The declarative style of a Makefile (or substitute your own language-of-choice’s implementation of *akefiles) lends itself well to scientific processes, where a reproducible method is crucial. I recently found this out when analysing some data, which consisted of the following:
- compile the source code of the programs I was using
- use these programs on the same data
- plot some summary plots
- show the plots
With the declarative style of Makefiles I could rely on the latest results no matter what changed in the analysis path, for example the plot scripts used in step 3. were listed as a dependency of the step run to make the plots so when the script changed, the plots would be recreated.

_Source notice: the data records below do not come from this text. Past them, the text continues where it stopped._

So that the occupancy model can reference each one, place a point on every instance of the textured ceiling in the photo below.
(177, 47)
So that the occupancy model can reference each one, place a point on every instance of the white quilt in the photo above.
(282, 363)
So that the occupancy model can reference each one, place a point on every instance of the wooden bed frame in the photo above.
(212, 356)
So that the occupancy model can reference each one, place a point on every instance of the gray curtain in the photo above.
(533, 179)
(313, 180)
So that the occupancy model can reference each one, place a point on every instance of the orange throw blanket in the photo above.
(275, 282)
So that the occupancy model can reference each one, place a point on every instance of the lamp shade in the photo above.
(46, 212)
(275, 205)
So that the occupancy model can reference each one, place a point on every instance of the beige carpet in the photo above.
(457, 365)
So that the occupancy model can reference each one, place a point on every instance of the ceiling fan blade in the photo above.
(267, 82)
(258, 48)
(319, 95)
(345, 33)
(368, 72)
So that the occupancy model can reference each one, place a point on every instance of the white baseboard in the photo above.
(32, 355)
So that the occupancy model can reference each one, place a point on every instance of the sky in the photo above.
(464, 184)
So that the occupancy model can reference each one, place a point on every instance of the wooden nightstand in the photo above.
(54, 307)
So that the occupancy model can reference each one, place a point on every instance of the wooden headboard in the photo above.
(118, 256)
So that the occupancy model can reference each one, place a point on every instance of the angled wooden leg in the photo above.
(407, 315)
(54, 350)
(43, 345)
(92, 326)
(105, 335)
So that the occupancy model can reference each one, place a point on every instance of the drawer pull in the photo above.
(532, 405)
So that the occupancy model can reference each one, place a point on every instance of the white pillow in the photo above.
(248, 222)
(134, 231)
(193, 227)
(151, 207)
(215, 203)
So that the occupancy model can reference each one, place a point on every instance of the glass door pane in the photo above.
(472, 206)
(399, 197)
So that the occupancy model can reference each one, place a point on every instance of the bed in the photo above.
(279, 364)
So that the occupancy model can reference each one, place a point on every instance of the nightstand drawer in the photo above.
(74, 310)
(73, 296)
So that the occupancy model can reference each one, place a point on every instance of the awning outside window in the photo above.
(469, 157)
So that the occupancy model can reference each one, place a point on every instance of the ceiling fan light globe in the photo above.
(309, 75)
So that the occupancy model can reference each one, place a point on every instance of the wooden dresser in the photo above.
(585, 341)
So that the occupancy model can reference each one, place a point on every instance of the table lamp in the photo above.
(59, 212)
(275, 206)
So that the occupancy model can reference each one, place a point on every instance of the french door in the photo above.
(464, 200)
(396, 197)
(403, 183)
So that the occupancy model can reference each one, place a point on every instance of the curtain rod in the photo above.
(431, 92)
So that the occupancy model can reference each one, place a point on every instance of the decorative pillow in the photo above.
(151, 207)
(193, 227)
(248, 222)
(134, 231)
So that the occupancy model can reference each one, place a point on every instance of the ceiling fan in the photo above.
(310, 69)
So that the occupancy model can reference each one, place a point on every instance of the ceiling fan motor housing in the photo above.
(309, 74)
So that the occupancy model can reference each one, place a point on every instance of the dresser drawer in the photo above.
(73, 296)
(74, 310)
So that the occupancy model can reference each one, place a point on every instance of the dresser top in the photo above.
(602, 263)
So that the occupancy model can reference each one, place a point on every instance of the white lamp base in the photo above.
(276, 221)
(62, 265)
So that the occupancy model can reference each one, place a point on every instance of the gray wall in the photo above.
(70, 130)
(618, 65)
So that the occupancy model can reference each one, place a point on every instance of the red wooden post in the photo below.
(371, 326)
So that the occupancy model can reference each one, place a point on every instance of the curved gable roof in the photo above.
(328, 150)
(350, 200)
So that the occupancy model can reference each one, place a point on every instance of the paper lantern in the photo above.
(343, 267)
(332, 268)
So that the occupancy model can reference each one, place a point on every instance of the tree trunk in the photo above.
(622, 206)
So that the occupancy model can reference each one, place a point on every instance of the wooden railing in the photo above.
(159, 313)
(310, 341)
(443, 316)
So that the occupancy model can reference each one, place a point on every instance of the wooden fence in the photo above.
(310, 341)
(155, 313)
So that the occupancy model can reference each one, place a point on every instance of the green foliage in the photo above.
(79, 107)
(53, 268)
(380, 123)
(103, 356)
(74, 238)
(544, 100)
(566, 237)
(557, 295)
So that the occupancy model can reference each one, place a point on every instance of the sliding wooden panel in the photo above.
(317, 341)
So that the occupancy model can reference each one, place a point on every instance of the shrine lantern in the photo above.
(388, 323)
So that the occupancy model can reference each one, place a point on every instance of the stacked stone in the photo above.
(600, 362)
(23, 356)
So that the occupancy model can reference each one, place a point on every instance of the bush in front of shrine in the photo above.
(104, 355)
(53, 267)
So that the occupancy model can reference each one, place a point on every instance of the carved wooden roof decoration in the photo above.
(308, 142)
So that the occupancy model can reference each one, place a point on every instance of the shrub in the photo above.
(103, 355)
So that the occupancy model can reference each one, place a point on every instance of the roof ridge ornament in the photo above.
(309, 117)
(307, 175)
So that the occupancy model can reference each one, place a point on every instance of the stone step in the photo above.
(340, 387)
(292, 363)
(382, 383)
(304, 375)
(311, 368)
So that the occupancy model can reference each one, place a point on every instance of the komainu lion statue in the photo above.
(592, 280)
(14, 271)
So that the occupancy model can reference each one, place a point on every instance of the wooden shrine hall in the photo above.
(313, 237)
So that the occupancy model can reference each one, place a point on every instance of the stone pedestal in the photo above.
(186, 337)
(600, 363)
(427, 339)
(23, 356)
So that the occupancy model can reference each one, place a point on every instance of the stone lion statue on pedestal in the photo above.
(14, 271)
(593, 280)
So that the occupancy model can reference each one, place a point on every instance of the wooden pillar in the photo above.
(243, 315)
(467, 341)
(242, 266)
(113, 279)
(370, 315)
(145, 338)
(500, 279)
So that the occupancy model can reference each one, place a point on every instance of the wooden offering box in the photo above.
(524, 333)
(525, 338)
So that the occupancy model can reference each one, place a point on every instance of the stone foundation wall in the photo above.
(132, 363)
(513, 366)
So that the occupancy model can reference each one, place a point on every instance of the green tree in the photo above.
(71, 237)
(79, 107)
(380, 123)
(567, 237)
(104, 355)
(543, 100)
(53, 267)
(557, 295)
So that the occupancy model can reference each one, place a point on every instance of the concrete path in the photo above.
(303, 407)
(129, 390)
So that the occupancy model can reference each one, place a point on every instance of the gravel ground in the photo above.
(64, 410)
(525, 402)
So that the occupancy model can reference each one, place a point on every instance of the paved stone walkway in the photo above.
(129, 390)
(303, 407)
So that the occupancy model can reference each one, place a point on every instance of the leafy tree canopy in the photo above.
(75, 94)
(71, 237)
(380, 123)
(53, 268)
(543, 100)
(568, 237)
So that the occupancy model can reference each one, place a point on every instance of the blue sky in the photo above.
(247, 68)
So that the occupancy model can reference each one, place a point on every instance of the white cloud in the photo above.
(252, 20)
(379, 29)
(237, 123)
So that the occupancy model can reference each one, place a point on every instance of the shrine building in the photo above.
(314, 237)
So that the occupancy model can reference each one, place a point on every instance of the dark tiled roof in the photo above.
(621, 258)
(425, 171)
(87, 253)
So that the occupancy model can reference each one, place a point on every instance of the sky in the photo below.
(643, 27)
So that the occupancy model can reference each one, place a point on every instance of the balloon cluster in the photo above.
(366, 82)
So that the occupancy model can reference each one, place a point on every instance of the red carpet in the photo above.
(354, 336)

Another advantage is that step 2. took a long time, so the “update only when the dependency is out of date” style of makefiles really came in handy. I could change the (relatively quick) plotting scripts to my hearts content safe in the knowledge that the data I was using was up to date.
For scientific analysis, reproducibility is of prime concern, and should I come back to this project at a later date, the combination of a makefile plus the fact that the project was stored in a git repository makes the code easy to use (the readme just contains the line: make
) and consistent.
A small tip that I did not know before starting out on this endeavour (and is specific to GNU make) is to use $(MAKE)
whenever running make in a subdirectory. This enables parallel job flags (e.g. -j 4
) to be passed down to subsequent make invocations.
For reference, I was getting the message:
warning: jobserver unavailable: using -j1. Add `+' to parent make rule.
when calling subtasks with a simple make
. Now with $(MAKE)
the jobs run in parallel where possible.